Linear Algebra - Finding Rank

[TickleTackleTock]

Homework Statement

Suppose that AB = 0, where A is a 3 x 7 full rank matrix and B is 7 x 53. What is the highest possible rank of matrix B.

Homework Equations

The Attempt at a Solution

Since each column of B is in the null space of A, the rank of B is at most 4.

I don't understand why it is 4.

What operation do I need to perform here to understand this? I am not a student, I am just trying to remember Linear Algebra.

 

[fresh_42]

Instead of these unwieldy matrices, let us consider the linear transformations they represent. For the sake of simplicity, let's denote the dimension of a vector space by an index. Then we have $A\, : \,V_7 \longrightarrow V_3$ and $B\, : \, V_{53} \longrightarrow V_7\,.$ So $B$ sends at least $53-7=46$ dimensions to zero anyway. Thus its rank must be between $7$ and $0$. $A$ on the other hand sends exactly $4$ dimensions to zero, as it is of full rank. But both applied in a row: $$V_{53} \stackrel{B}{\longrightarrow} V_7 \stackrel{A}{\longrightarrow} V_3$$ sends all $53$ dimensions to zero. Now how many can $B$ leave from those $7$, which will be left for $A$ to be sent to zero?

 

[TickleTackleTock]

So, if Matrix A were instead a 8 x 3 matrix, then B would have a rank of five? What I am seeing is that it is the subtraction of columns from rows in order to find the rank of B that maps A to 0?

 

[fresh_42]

So, if Matrix A were instead a 8 x 3 matrix, then B would have a rank of five? What I am seeing is that it is the subtraction of columns from rows in order to find the rank of B that maps A to 0?

In this case you couldn't multiply the matrices in the first place. This means for the transformations, that we need to explain, what happens between the 8-dimensional image of $B$ and the 7-dimensional space, on which $A$ is defined.

You can translate it into row and column actions, too. But as we don't have a certain example, we can assume that the matrices are already in a form which is nice:
$$
A=\begin{bmatrix}I_3 & | & 0_4 \end{bmatrix}\, , \,B=\begin{bmatrix} B_7^{\,'}&| &0_{46}\end{bmatrix}
$$
with the $(3\times 3)$ identity matrix $I_3$ and any $(7 \times 7)$ matrix $B_7^{\,'}$. This wouldn't change the result but is easier to handle. Now calculate $AB =0$ and see what does this mean for $B_7^{\,'}$ and its maximal rank.

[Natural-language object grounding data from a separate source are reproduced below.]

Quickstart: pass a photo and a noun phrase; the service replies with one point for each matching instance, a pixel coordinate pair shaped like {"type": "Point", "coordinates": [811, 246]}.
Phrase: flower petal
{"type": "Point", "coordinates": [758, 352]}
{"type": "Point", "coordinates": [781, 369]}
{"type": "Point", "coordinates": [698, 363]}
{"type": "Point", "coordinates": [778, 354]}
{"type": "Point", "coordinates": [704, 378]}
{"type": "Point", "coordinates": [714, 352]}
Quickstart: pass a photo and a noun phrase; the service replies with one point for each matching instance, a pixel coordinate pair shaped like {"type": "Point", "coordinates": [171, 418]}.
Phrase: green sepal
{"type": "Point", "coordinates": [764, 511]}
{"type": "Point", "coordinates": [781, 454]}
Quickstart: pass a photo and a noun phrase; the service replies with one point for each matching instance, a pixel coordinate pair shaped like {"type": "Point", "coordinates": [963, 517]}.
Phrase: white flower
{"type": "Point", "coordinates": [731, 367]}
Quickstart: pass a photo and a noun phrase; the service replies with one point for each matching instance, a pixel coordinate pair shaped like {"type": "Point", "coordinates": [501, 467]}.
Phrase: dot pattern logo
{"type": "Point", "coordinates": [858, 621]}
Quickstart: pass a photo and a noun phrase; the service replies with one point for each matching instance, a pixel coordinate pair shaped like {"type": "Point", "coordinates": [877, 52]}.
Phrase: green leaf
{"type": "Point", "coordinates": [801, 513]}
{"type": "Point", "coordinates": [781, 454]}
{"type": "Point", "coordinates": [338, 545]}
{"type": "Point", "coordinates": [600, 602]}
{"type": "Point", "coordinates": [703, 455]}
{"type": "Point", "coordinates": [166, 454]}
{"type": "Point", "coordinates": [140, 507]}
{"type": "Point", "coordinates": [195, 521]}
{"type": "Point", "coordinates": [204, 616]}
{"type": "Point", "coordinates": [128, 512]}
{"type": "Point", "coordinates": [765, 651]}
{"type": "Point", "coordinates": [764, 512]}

Here are a couple of formulas which also might help occasionally: https://en.wikipedia.org/wiki/Rank_(linear_algebra)#Properties
In your example above I basically used https://en.wikipedia.org/wiki/Rank–nullity_theorem

 

[TickleTackleTock]

Sorry about that. I mean a a 2 x 7 matrix. That way the numbers would change a bit.

So, in this case(Your new example), the Rank(A) = 3, Rank(B) = unknown and the Rank(AB) = 0. Which is exactly the same as the previous example. I appreciate your help but I think that I am going to read through an introductory book again. It is apparent that I don't remember enough. Thank you!

 

[StoneTemplePython]

A couple other approaches:

1.) Work through the Sylvester rank Inequality proof. Then apply it here.
2.) Less general, using gramm schmidt in reals, you can reason that all columns both B are orthogonal to the rows of A, and hence this implies what?